The numbers you discuss validate the numbers I presented with the turbo properly selected for the mass flow (horsepower when fuel is added) you have as your target.

The various hot and cold side combos just cloud the issue of mass flow at peak RPM=peak HP.

JacRyann

Patrick, sounds like you've got a well-matched turbo for your boost-levels, between 1.5-2.0:1 ratio.

In my case, I was experimenting to gather useful data. With an undersized turbine, trying to make it generate flow & boost way outside of its efficiency ranges required excessive turbine inlet pressures. The max for K26/6 is about 18psi rising to 20/21psi @ redline (about 300rwhp). I measured about 40-45psi in the crossover, right around your 2:1 ratio. More boost than that saw a much more rapid rise in backpressure and resulted in no HP gains.

Alan 91 C2

Jac,

Your experience verifies the K26-6 was optimized for around 300 ish CFM, and you move so far off efficiency the back pressure consumes any addition mass flow HP you make.

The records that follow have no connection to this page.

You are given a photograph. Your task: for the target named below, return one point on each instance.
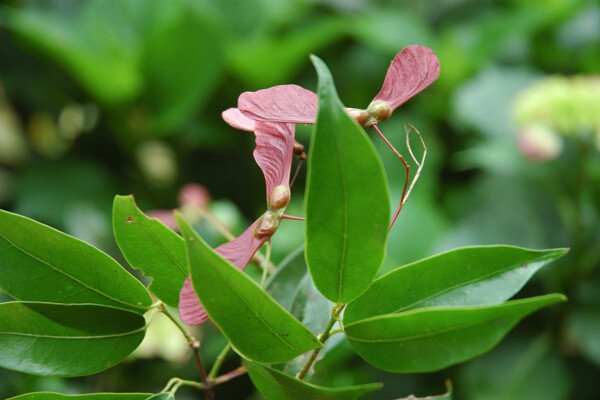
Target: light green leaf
(91, 396)
(462, 277)
(66, 340)
(150, 246)
(430, 339)
(275, 384)
(39, 263)
(258, 327)
(347, 201)
(445, 396)
(162, 396)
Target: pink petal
(284, 103)
(235, 118)
(412, 70)
(191, 311)
(239, 252)
(274, 151)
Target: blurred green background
(101, 97)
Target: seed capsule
(380, 111)
(279, 198)
(266, 226)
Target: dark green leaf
(430, 339)
(162, 396)
(66, 340)
(282, 284)
(150, 246)
(258, 327)
(182, 73)
(91, 396)
(275, 384)
(347, 201)
(39, 263)
(519, 368)
(462, 277)
(445, 396)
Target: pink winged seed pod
(273, 153)
(411, 71)
(271, 115)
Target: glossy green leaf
(153, 248)
(445, 396)
(275, 384)
(39, 263)
(347, 201)
(66, 340)
(257, 326)
(283, 283)
(430, 339)
(91, 396)
(162, 396)
(463, 277)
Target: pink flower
(273, 153)
(411, 71)
(271, 115)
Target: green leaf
(258, 327)
(461, 277)
(162, 396)
(283, 283)
(39, 263)
(182, 74)
(445, 396)
(347, 201)
(430, 339)
(150, 246)
(66, 340)
(91, 396)
(275, 384)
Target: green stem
(327, 333)
(266, 264)
(174, 384)
(194, 345)
(219, 362)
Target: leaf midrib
(466, 283)
(267, 325)
(70, 276)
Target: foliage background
(101, 97)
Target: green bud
(279, 198)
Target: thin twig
(335, 313)
(194, 345)
(406, 167)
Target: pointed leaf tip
(235, 118)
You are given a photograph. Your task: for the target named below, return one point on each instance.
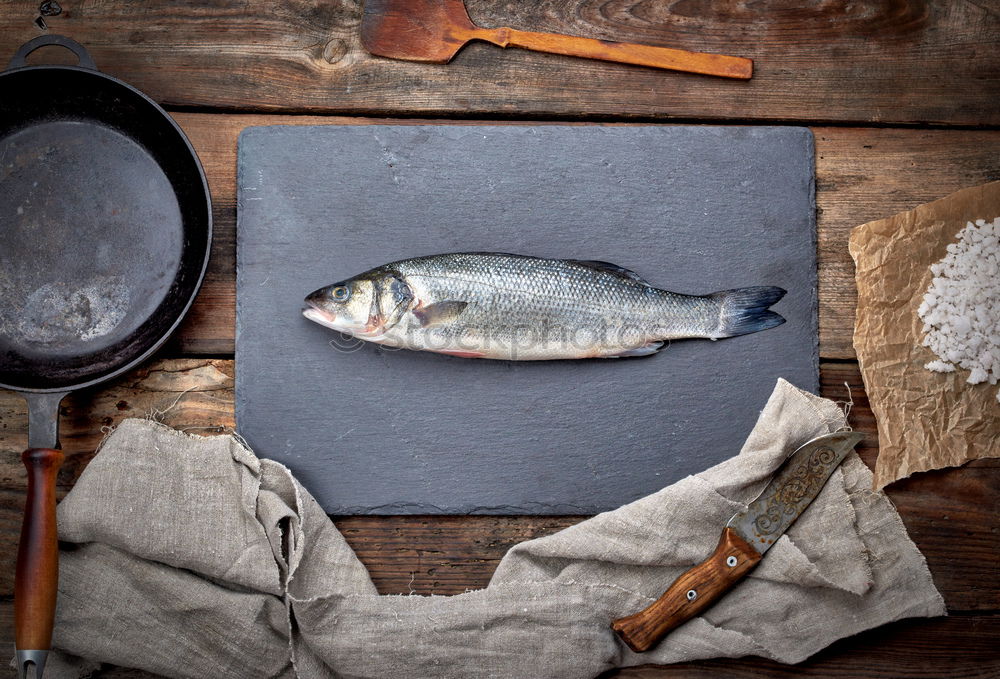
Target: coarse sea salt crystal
(961, 307)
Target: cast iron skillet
(105, 231)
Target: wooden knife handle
(622, 52)
(691, 593)
(37, 554)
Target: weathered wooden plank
(940, 648)
(908, 649)
(861, 174)
(909, 61)
(952, 515)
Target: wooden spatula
(434, 31)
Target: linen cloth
(189, 556)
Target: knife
(745, 539)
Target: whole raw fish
(513, 307)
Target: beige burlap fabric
(191, 557)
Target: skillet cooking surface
(102, 230)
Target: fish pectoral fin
(644, 350)
(439, 312)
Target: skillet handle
(37, 574)
(20, 57)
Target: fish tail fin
(745, 310)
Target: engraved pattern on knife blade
(804, 481)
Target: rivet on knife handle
(745, 539)
(691, 593)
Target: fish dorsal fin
(439, 312)
(608, 267)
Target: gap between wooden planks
(950, 514)
(862, 174)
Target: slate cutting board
(370, 430)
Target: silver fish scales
(515, 307)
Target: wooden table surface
(902, 96)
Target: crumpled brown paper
(926, 420)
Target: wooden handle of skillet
(709, 580)
(622, 52)
(37, 554)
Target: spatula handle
(37, 554)
(691, 593)
(623, 52)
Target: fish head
(345, 306)
(363, 306)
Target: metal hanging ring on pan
(106, 225)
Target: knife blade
(745, 538)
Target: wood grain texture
(861, 174)
(952, 515)
(690, 594)
(37, 572)
(957, 647)
(872, 61)
(433, 31)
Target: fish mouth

One of the things to know is the all waste gates have a throttling range. The throttling range is the pressure the WG begins to open, and the pressure to full open PSI. The throttling range for the WG was set by Porsche for stock good performance. The EBC modifies the throttling range to give a much faster response and narrow throttling range. So you can get right to the boost you want and pop the waste WG at the correct rate to not over boost, but also not steal critical mass flow from the turbo. It turns out for modified cars, with big pressure going to the turbo, say 25 PSI, just barely opening the WG can steal your power. Where as the stock back pressure of say 15 PSI backpressure would only flow a small mass flow through the WG as it cracks open.

The recurving of the WG opening by the EBC is why you can get higher boost and stay at the edge. A manual boost controller relies on throttling range of the mechanical adjustment and is not as "smart" about high RPM boost bleed.

Hope that helps.